Note again… it is white Americans that Joe’s whole piece is about. Again, I agree with what Joe says here.

RJS writes,

A civilization cannot be sustained on abortion, sterility, and self hatred. If a people wants to endure, it must choose life, marriage, and fruitfulness again.

Bret responds,

Joe talks about (white) people wanting to endure. Joe talks about the need for white people to choose life, marriage, and fruitfulness. I agree.

The kicker here is that Joe writes all this as a white man who has not replaced himself. Joe hasn’t aborted his children. Joe did choose life and Joe did choose fruitfulness. However, what Joe did not choose was the very thing he is lecturing white people on … Joe did not choose replacement. Joe as a white man has not replaced himself. Joe married a non-caucasian woman and had many children who can not be considered replacements for Joe.

So, Joe complains (rightfully) that white people have sinned in not replacing themselves… Joe complains (rightfully) about demographic change, and yet Joe has four fingers pointing back at him as Rev. Joe points at white people for the sin of not replacing themselves.

So, I am to understand that a man who married a non-White woman is now lecturing other white people on their sin of not replacing themselves because of inadequate birthrates?

I want to make something clear here. I get why some people might marry outside their race. I get that there are going to be situations where that happens. I am glad for Joe that he has a radiant wife and many children. Further, I’m confident that all those children are Christian children.

What I don’t get is how such a guy can have the stones to complain that their race of origin is not replacing itself, when in point of fact, Joe has contributed to the demographic change that he is lamenting. If it is sin for white people to pursue death by not replacing themselves then that has to include not only abortion, and abortifacients as causes of white people not replacing themselves, but it must also include, as causative, large numbers of the population marrying outside their race and having non-white children.

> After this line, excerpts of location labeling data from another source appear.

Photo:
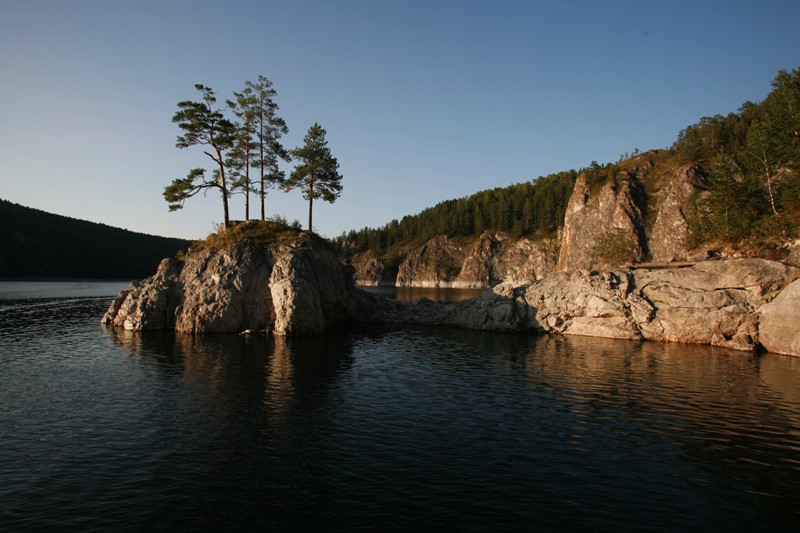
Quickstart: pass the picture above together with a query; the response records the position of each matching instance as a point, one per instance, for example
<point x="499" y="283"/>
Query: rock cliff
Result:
<point x="732" y="304"/>
<point x="437" y="263"/>
<point x="642" y="206"/>
<point x="295" y="285"/>
<point x="487" y="261"/>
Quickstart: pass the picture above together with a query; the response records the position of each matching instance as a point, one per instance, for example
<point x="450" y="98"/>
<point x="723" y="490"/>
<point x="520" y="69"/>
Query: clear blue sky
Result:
<point x="423" y="100"/>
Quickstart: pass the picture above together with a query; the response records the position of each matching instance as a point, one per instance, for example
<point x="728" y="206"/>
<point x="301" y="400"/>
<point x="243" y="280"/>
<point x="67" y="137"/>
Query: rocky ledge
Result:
<point x="293" y="286"/>
<point x="297" y="286"/>
<point x="740" y="304"/>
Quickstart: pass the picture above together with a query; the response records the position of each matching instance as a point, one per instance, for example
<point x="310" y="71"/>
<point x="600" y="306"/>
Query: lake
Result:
<point x="382" y="428"/>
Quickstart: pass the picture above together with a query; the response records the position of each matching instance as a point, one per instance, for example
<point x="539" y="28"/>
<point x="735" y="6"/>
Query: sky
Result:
<point x="422" y="100"/>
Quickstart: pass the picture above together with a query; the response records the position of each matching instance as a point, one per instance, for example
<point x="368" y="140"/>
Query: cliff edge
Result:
<point x="292" y="285"/>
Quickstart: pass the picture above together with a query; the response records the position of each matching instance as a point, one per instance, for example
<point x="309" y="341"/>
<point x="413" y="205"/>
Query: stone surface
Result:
<point x="646" y="203"/>
<point x="437" y="263"/>
<point x="292" y="288"/>
<point x="593" y="211"/>
<point x="714" y="302"/>
<point x="496" y="257"/>
<point x="779" y="327"/>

The truth that has to be added to all the truth that Rev. Joe Spurgeon brought is that if Whites want to halt the demographic change in these united States they have to cease with interracial marriage because interracial marriage as well as abortion and abortifacients contributes to the demographic change here that Joe rightly laments.

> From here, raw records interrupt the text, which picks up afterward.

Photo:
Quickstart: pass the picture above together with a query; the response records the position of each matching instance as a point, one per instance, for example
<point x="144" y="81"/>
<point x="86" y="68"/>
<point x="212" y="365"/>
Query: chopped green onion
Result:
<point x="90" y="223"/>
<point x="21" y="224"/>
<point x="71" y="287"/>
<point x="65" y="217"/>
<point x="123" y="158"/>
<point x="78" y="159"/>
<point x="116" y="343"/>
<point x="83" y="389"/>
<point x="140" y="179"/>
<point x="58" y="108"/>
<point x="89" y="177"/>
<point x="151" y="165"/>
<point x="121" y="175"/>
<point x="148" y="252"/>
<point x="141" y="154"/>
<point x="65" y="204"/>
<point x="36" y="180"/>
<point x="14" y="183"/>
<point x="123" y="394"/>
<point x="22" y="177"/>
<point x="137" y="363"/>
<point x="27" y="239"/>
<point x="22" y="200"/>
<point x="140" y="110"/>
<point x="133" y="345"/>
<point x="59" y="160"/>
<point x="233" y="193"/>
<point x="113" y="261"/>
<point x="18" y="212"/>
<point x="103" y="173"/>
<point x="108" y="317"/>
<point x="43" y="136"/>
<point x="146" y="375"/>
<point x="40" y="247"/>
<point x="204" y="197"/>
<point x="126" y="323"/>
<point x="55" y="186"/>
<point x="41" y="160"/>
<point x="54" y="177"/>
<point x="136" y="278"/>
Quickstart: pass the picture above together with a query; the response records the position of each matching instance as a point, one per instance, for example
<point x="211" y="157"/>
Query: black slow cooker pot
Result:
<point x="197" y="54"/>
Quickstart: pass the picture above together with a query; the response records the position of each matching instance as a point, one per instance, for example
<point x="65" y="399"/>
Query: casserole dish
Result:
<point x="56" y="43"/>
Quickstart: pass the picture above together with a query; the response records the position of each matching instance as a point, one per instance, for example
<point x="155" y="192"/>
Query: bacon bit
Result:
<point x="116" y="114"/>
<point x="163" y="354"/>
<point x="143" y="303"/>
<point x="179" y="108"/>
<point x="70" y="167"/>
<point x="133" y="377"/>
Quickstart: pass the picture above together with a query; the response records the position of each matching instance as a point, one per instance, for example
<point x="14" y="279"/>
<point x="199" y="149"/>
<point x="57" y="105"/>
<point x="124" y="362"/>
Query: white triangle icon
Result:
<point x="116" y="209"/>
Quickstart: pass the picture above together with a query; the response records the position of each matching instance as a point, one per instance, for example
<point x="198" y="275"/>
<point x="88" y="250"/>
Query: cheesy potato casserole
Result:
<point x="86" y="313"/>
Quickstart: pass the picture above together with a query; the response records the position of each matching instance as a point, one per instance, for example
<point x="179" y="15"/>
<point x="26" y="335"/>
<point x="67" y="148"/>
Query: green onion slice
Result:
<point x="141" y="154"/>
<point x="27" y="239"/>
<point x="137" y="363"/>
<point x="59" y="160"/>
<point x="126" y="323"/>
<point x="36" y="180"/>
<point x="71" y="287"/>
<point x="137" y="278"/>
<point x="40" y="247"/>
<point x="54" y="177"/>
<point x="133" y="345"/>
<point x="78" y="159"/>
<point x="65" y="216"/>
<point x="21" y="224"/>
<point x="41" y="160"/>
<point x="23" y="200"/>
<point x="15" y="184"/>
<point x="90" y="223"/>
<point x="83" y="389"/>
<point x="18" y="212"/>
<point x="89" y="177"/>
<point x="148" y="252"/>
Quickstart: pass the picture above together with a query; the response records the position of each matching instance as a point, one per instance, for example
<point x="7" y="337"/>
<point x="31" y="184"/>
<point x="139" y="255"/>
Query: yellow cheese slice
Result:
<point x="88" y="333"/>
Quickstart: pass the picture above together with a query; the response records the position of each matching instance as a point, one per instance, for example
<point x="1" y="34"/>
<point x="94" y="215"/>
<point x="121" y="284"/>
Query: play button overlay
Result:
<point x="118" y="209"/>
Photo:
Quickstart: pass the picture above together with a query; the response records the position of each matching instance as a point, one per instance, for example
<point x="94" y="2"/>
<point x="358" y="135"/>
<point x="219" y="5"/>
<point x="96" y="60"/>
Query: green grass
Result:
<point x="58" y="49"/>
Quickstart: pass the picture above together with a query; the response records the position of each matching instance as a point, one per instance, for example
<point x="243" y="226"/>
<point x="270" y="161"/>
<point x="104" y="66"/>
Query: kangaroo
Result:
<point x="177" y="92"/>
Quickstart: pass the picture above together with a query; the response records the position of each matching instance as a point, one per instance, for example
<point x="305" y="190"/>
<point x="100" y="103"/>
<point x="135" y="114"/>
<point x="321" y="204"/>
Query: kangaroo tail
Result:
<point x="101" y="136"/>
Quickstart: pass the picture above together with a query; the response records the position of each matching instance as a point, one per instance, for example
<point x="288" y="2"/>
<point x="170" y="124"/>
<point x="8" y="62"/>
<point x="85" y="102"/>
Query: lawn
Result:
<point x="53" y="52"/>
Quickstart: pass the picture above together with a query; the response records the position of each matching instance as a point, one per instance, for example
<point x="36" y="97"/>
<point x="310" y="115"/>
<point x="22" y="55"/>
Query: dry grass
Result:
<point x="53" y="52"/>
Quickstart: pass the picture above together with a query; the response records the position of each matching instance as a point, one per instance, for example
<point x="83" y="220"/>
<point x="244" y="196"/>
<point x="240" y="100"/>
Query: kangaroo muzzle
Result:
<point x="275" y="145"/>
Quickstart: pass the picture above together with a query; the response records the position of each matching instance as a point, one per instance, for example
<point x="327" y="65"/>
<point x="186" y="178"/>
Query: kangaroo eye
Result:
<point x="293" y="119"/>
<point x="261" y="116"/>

Bottom line here … Joe has given us the right message, but he is the wrong messenger.

Addendum

1.) Someone has argued that white miscegenation compared to white abortion is akin to comparing the Himalayas to a molehill. I concur that abortion and abortifacients are a far larger problem however, consider that 17% of all new marriages in the US are interracial and by 2050, it is projected that 1 in 5 newlyweds in the US will have a spouse of a different race or ethnicity, indicating a continued rise in interracial relationships.

So… the Himalayas to molehill analogy doesn’t really work.

2.) Also on this matter we have to consider that one abortion kills one white child, while marrying outside one’s race prohibits many potential white children being birthed.

3.) Dan Brannan notes on this subject;

Both miscegenation and abortion remove a member of the nation. But one (miscegenation) also adds a member of an outgroup in amongst us. One (abortion) is murder of an individual. The other (miscegenation) is essentially murder of the nation.